After more than three years of extensive land slippage, water shortages and an impassable main road, White Hill, St Andrew residents have been assured that help is finally on the way.
Just around 10 a.m. today, Minister of Transport and Works Dr William Duguid, accompanied by Deputy Chief Technical Officer Phillip Tudor and Minister of Housing and Lands George Payne, led a team of officials on a tour of the communities of Dark Hole, Spring Vale, Coggins, Hillaby Turners Hall, St Simon’s and White Hill.
Following the three-hour walk-through, during which they examined the vexing issues of land slippage and deteriorating roads in the Scotland District, Duguid declared that White Hill would be one of the Barbados Labour Party (BLP) Government’s main priorities.
“White Hill is an absolutely essential priority that the Ministry of Public Works will be looking at to try to get that area rectified, and we will be working on that as a matter of urgency,” the recently installed minister assured.
“There is a lot of work to be done out here in the St Andrew Scotland District and the ministry will be working full steam ahead,” he said.
While Duguid was unable to provide a timeline or the estimated cost of the White Hill project, he announced a solution to some of the problems which have affected residents since heavy rains in 2014 collapsed the road leading to the community and caused massive land slippage.
“Clearly there has been significant neglect in this constituency for a long time and now we have to put those wrong things right.
“It is very difficult.

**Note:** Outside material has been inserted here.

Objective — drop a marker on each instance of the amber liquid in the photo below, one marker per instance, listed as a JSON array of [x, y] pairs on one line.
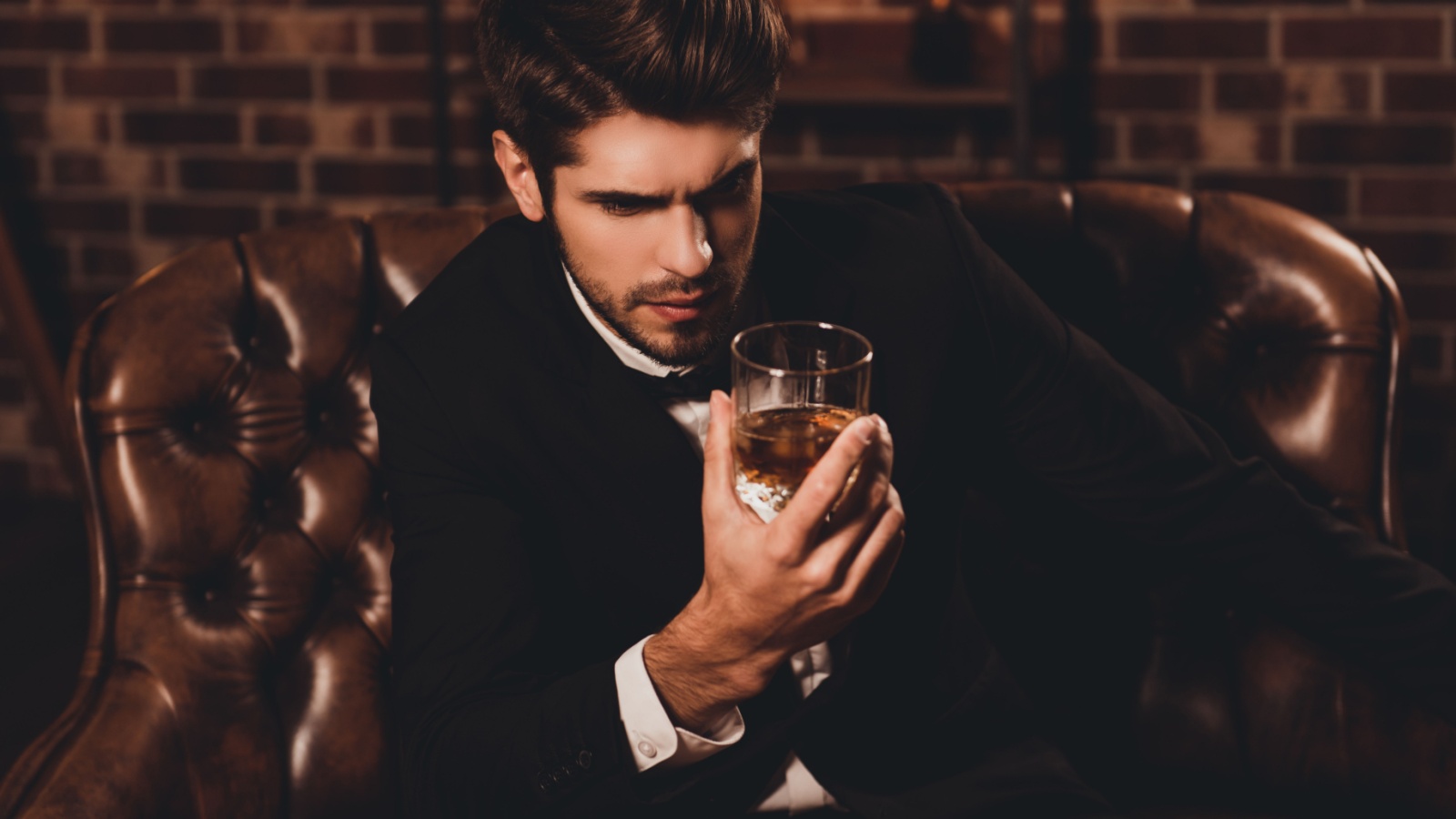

The engineers would have to come in and look at the structure, we would have to then make a decision, but there will be options in front of us, whether we will do an alternate road or repair with gabions and drainage” he stressed.
Since the problems began in 2014, residents, led by the unofficial spokesman Carlitha Andrews, had been been at odds with the then Freundel Stuart-led administration, which, drowning in debt and crippled by a stuttering economy, was struggling to find answers to their concerns.
With the hurricane season already under way, the minister today revealed that plans would be put in place to avoid any major land slippage.
“We are certainly looking at all of the drainage, especially the wells. That is a primary importance when it comes to this season. Public Works have been working very hard identifying all the wells that need cleaning to mitigate any problems we would have in terms of flooding. We will be paying close attention to all the areas that have slippage and we will be putting a rapid response team in place,” the minister said.
Meantime, Duguid said Government would erect a Bailey bridge at St Simon’s within the next month in an effort to provide those who live there with a better road.
“We were very keen to get a solution for St Simon’s and . . . we have a possible solution that we should be able to get in about three to four weeks.”
Last September the then Democratic Labour Party (DLP) Government announced that it was moving to relocate 22 houses to Farmers, St Thomas, with a view to ending all housing settlement in the problem plagued area.
It repeated in November, through a Barbados Government Information Service release, that experts had advised against settlement in the area, and anyone engaging in construction there would do so at their own risk, but would also be in breach of Town Planning regulations.
It said then that in order to prevent further development there, Government was looking to compulsorily acquire the land from the owners and dismantle the properties.
However, Payne, the Member of Parliament for the BLP stronghold, today said relocation of the entire community would cost some $25 million dollars, too expensive a project to undertake.
“Whether or not the houses are relocated the artery from Hillaby to Belleplaine must be fixed. If you look at the cost of resiting all of the houses in the White Hill area I think there is no way we will be able to achieve that. There are a few houses near the road that must be relocated. It is extremely costly, it is more costly to relocate than to fix the road in White Hill,” Payne said, adding that residents would only be asked to leave in cases of emergency.